Neo-Nazi Richard Spencer says he turns to Israel "for guidance"

American neo-Nazi demagogue Richard Spencer has again praised Israel as a model for the Aryan homeland he wants to create in the United States.

“The most important and perhaps most revolutionary ethno-state, and it’s one that I turn to for guidance, even though I might not always agree with its foreign policy decisions … is the Jewish state of Israel,” Spencer told an audience at the University of Florida in Gainesville on Thursday.

“The Jewish state of Israel is not just another country in the Middle East,” Spencer added. “It is a country for Jews and for Jews around the world.”

Spencer said he acknowledged the “moral legitimacy” of other “ethno-states,” naming Russia, Poland and Hungary as supposed examples.

Spencer and his backers faced big protests including cries of “Go home Nazis!” and “Nazi scum!”

Spencer’s appearance had prompted the governor of Florida to declare a state of emergency, fearing a repeat of the lethal violence that occurred in August when Nazis marched in Charlottesville, Virginia.

An alleged vehicular attack by a far-right extremist in Charlottesville killed anti-racism activist Heather Heyer.

“White Zionism”

Leah Gorshein, president of the University of Florida pro-Israel campus group and a student board member with Hillel, told The Jerusalem Post on Wednesday that she was concerned about “the anti-Israel and anti-Jewish movement that could arise” from Spencer’s visit.

Yet while the American far right unquestionably exhibits anti-Semitism, Spencer, like other contemporary Nazis, has been effusively positive about Israel and its founding Zionist ideology.

Spencer has previously referred to his desire for a European enclave in North America as “white Zionism.”

Last December, Texas A&M campus rabbi Matt Rosenberg publicly challenged Spencer over the white supremacist’s message of “radical exclusion.”

“My tradition teaches a message of radical inclusion, as embodied by Torah,” Rosenberg said.

In an exchange caught on video and widely circulated online, Spencer responded, “Do you really want radical inclusion into the state of Israel?”

The rabbi was left almost speechless.

Rosenberg later conceded that he lost the argument with Spencer.

Demographic obsession

Israel and its supporters – like Spencer and his – are obsessed with demographics, albeit of different groups.

A mainstream view among Zionists is that too many Palestinian births would constitute a “demographic threat” to Jewish control of the ostensibly democratic Israeli state.

Among a host of racist policies aimed at demographic control, Israel denies Palestinian refugees their right to return home solely because they are not Jews.

In March, a landmark report published by the UN found that Israel operates a system of apartheid over the entire Palestinian people, including using “demographic engineering, in order to establish and maintain an overwhelming Jewish majority in Israel.”

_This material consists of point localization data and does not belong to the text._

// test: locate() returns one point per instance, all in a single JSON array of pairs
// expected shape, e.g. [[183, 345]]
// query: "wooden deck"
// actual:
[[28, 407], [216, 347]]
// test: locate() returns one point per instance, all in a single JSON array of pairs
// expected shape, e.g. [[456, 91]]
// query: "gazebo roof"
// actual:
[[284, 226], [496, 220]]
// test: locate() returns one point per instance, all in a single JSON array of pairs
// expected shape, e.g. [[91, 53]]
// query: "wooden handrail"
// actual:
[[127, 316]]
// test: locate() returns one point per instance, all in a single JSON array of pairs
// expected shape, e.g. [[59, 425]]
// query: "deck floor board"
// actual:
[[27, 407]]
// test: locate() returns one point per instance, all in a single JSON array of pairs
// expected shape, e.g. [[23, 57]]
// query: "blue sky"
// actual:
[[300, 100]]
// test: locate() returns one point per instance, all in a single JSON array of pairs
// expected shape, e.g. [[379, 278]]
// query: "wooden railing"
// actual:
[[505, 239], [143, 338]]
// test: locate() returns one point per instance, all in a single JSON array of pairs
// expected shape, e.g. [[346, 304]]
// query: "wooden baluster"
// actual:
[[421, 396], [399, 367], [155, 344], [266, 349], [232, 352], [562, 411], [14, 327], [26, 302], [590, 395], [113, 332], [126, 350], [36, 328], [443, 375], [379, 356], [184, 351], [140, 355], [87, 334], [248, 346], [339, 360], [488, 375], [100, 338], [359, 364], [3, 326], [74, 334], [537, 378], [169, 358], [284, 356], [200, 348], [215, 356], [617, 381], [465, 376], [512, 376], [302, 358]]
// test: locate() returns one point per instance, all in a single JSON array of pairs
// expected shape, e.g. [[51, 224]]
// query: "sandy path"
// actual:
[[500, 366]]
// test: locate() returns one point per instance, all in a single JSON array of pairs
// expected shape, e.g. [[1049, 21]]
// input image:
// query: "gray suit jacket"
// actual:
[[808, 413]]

Spencer’s admiration for Israel fits in with a broader pattern.

Leaders of neo-Nazi parties that made recent electoral breakthroughs in Germany and Austria have been vocal supporters of Israel, including its settlements on occupied Palestinian land.

Israel donor promotes anti-Semitic image

Separately, pro-Israel mega-donor Adam Milstein provided another clear signal of the growing affinity between the anti-Semitic far right and Israel’s staunchest backers.

Journalist Max Blumenthal noted that Milstein had posted an image on Twitter on Thursday of the face of financier and philanthropist George Soros superimposed on an octopus straddling the globe.

Blumenthal called it “indisputably anti-Semitic,” harkening back to the kinds of images frequently disseminated by anti-Jewish conspiracy theorists.

Far-right Israel supporters accuse the Hungarian-born Soros of funding groups critical of Israel’s human rights record.

Soros has also been targeted by Hungarian Prime Minister Viktor Orban, an admirer of Hungary’s wartime leader who was allied with Hitler.

Israeli Prime Minister Benjamin Netanyahu has embraced Orban, a modern manifestation of the historical alliances between Zionists and anti-Semites.

Adam Milstein’s foundation funds a who’s who of right-wing anti-Palestinian groups. When Milstein was convicted of felony tax evasion in 2009, Israel’s consul-general in Los Angeles wrote a glowing letter to the judge in an effort to secure a lenient sentence.

He also has a history of Islamophobia. In 2014, for instance, Milstein tweeted an attack on then President Barack Obama, accusing him of “cuddling up to Islam.”

Milstein has deleted the octopus tweet and apologized, claiming he did not know the image was anti-Semitic.

But his Twitter account still shows that in September he posted another image targeting Soros that had been posted on Facebook by Yair Netanyahu, the son of the Israeli prime minister.

Yair Netanyahu was widely criticized for posting anti-Semitic memes inspired by the neo-Nazi “alt-right.”

The younger Netanyahu also caused a controversy in August for suggesting that anti-fascists and activists with Black Lives Matter are a bigger threat to Israel – and perhaps to Jews throughout the world – than the neo-Nazis who rampaged in Charlottesville.